However, Washington swiftly backtracked and axed Chevron's licence after pressure from a group of Republican lawmakers dubbed the “crazy Cubans,” who "stood on principle and delivered for their community” by convincing Trump to cancel the waiver, as reported by Axios. In return, the group allegedly agreed to vote for the GOP budget deal, which was narrowly approved in late February.
"They're going crazy and I need their votes," Trump told confidants, as quoted by Axios.
Meanwhile, European oil companies with Venezuelan interests are watching Chevron's negotiations closely, understanding that their own operational futures may hinge on the outcome of these discussions. Companies such as Repsol, Eni, Maurel et Prom, Shell and BP have significant stakes in Venezuelan energy projects.

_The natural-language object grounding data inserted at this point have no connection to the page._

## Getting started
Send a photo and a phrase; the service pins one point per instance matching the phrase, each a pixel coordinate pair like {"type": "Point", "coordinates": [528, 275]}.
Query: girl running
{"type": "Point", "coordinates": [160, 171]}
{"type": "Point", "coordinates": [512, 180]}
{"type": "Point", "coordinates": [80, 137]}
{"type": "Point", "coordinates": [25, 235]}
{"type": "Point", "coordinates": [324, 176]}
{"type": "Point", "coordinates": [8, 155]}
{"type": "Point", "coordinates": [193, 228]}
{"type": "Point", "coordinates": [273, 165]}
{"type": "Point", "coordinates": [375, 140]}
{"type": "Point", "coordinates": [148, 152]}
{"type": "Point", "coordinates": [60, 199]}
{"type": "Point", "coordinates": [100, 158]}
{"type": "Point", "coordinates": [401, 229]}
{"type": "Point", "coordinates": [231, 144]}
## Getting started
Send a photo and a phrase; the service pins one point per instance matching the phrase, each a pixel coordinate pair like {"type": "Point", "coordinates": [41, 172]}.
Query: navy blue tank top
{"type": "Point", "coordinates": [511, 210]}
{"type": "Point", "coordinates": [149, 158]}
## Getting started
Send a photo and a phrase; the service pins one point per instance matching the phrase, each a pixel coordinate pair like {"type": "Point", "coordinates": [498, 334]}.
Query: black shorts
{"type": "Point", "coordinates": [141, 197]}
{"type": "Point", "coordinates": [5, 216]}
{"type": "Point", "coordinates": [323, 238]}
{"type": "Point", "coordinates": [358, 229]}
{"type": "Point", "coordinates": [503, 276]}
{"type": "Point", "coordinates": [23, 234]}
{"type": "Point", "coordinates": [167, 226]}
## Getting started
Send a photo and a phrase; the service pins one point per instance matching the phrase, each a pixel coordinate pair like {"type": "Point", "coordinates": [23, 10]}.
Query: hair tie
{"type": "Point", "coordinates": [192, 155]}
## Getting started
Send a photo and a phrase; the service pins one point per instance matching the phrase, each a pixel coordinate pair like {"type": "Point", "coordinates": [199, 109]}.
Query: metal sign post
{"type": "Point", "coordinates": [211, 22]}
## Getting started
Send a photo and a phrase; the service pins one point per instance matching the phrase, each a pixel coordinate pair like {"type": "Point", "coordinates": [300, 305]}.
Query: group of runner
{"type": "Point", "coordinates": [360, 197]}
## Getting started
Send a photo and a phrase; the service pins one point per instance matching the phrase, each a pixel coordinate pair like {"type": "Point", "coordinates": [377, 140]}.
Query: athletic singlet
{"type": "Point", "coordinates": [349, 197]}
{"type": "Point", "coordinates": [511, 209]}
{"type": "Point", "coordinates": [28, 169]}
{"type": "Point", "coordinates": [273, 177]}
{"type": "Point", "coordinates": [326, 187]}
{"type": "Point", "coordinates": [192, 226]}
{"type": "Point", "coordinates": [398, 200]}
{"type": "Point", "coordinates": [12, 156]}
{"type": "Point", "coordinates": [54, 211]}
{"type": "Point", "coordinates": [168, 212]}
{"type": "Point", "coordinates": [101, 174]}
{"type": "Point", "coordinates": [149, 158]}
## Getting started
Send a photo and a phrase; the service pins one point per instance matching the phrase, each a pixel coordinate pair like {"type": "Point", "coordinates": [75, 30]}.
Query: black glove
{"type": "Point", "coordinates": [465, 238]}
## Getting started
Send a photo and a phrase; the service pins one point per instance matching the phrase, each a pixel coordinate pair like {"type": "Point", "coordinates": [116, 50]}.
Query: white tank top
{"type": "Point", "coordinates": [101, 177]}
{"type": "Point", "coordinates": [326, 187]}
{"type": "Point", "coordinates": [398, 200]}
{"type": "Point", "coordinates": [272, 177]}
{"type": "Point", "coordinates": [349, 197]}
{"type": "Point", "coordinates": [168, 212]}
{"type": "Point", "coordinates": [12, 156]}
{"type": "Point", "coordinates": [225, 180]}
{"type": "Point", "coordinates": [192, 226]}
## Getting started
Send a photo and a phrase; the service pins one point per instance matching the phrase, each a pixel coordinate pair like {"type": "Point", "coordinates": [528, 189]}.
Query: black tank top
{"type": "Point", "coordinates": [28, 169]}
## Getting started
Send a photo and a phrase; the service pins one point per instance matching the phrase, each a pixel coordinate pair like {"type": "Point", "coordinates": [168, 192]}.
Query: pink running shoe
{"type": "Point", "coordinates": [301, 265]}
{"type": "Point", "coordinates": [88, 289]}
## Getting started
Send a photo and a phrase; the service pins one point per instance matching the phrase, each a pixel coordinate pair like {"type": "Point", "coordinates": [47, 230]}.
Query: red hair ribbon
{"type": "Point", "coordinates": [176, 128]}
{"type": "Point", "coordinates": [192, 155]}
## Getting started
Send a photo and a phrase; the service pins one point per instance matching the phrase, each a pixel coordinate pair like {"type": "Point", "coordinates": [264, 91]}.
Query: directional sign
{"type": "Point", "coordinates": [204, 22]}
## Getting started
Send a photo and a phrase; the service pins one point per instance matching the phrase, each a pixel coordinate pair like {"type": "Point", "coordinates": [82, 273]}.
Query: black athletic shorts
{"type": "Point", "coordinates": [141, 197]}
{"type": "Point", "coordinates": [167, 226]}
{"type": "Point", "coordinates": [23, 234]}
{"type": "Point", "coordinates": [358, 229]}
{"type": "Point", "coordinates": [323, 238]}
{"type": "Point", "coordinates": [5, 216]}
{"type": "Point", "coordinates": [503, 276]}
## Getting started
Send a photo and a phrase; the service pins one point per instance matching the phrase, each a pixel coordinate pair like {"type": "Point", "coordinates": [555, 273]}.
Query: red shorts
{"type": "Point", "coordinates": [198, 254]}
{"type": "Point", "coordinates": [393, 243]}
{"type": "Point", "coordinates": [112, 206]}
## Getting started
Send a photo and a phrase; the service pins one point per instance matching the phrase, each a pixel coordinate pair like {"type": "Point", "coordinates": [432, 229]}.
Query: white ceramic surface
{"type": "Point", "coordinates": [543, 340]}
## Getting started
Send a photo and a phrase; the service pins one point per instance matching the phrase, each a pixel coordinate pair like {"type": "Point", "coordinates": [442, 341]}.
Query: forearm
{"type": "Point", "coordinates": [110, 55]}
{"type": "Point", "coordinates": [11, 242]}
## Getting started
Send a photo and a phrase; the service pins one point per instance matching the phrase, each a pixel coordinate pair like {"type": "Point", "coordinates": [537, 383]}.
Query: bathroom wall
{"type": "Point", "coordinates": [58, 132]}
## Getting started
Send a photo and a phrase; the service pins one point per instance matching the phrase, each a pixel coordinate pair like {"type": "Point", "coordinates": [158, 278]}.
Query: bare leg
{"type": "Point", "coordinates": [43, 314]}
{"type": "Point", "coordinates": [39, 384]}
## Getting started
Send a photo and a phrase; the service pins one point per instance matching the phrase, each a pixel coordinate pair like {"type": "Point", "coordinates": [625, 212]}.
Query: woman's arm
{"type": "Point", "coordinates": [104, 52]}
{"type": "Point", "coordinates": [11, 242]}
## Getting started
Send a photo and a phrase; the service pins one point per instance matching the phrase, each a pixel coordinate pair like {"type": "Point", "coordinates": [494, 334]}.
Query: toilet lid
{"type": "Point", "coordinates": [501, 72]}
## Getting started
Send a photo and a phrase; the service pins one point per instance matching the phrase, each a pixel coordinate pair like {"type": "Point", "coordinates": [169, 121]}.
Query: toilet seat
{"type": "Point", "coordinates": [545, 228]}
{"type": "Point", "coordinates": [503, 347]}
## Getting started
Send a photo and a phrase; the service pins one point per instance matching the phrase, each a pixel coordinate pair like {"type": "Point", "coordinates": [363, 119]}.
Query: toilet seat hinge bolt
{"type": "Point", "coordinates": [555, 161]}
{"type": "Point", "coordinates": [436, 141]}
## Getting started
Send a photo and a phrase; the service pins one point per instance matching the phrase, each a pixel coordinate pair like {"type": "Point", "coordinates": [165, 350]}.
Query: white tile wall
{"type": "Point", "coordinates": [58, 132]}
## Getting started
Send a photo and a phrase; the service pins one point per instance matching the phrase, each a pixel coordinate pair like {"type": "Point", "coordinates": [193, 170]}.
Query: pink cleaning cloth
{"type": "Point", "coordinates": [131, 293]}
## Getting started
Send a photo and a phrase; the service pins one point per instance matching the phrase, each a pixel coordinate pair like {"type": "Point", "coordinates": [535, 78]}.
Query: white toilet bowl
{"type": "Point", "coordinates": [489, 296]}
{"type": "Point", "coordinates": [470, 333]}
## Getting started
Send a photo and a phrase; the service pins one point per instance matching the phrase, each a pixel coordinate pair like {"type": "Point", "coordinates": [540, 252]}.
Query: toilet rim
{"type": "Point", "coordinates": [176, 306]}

Despite the current uncertainty, industry insiders suggest Chevron is unlikely to completely cease its Venezuelan operations. Instead, the most probable scenario involves a strategic handover to Venezuela's national oil company, Petróleos de Venezuela (PDVSA).
Joint ventures between Chevron and PDVSA are estimated to have contributed around $4bn in tax payments over the past two years, accounting for roughly a quarter of the Venezuelan government’s total revenue.
Some of this cash has trickled down to consumers, supporting a modest recovery visible in new retail chains, luxury stores and car dealerships in Caracas.
Yet the vast majority of Venezuelans endure crushing poverty, with over 7.7mn citizens forced to flee the country over the past decade, and the goal of regime change remains elusive despite years of intense economic and political pressure.